In terms of who is using the platform, Khalife cites his Meta analytics: the core audience falls between 20 and 35 years old, though there is also significant demand from teenagers. Privacy is a founding value, users are only asked for an email address and their preferred therapist.
On the question of stigma, Khalife is pragmatic. "We're not trying to convince people who don't believe in therapy,” he says. "We focus on people who already believe in therapy and are seeking it." For younger Lebanese in particular, he says, therapy is no longer taboo. For those in their 40s and 50s, the story is more complicated.

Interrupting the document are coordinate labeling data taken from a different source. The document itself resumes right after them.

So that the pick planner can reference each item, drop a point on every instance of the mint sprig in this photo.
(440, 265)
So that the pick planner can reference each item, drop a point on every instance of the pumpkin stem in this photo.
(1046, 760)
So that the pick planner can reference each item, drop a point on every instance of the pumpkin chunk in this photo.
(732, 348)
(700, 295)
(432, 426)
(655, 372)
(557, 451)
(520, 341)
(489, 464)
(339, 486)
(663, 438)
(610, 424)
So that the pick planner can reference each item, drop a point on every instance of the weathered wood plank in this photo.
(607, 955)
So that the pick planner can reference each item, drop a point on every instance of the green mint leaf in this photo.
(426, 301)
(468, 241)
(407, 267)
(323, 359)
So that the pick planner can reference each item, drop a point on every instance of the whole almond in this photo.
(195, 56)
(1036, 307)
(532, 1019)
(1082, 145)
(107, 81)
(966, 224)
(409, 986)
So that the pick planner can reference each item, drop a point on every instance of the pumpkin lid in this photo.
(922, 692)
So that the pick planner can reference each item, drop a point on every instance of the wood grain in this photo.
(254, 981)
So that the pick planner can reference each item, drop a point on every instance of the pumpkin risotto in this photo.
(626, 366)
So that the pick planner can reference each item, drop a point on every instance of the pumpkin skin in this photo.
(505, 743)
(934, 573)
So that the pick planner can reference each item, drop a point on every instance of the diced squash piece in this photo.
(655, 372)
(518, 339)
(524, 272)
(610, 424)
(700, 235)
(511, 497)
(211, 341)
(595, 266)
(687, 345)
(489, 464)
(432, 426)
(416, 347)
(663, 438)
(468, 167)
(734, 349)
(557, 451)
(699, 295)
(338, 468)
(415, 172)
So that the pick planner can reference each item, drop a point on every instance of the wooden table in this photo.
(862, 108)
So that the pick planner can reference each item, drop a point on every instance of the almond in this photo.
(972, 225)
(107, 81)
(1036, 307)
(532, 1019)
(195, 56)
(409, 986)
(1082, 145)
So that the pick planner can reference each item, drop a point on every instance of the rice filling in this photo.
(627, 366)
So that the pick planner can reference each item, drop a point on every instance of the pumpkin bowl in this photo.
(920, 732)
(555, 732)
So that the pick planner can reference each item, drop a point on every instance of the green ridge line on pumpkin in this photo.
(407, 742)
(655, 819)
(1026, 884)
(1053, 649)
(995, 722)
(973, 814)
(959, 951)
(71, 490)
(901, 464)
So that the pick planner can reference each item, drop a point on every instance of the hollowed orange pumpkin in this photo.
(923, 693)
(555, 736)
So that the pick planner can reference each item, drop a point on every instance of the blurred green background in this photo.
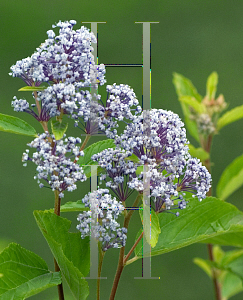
(193, 38)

His message to the diaspora is direct: "I just want Lebanese people to know about us. The more they know about us, the more we can help them."
What unites Elggo Relief and Areeka Care is more than Lebanese roots. Both platforms were built on a fundamental rejection of imported, culturally misaligned solutions, and both are betting that context is as important as credentials. One is reaching children inside school walls before problems escalate; the other is meeting adults wherever they have landed in the world.
The Arab mental health landscape is shifting. The taboo is weakening, the demand is real, and Lebanese founders are quietly building the infrastructure to meet it, one student, one session, one conversation at a time.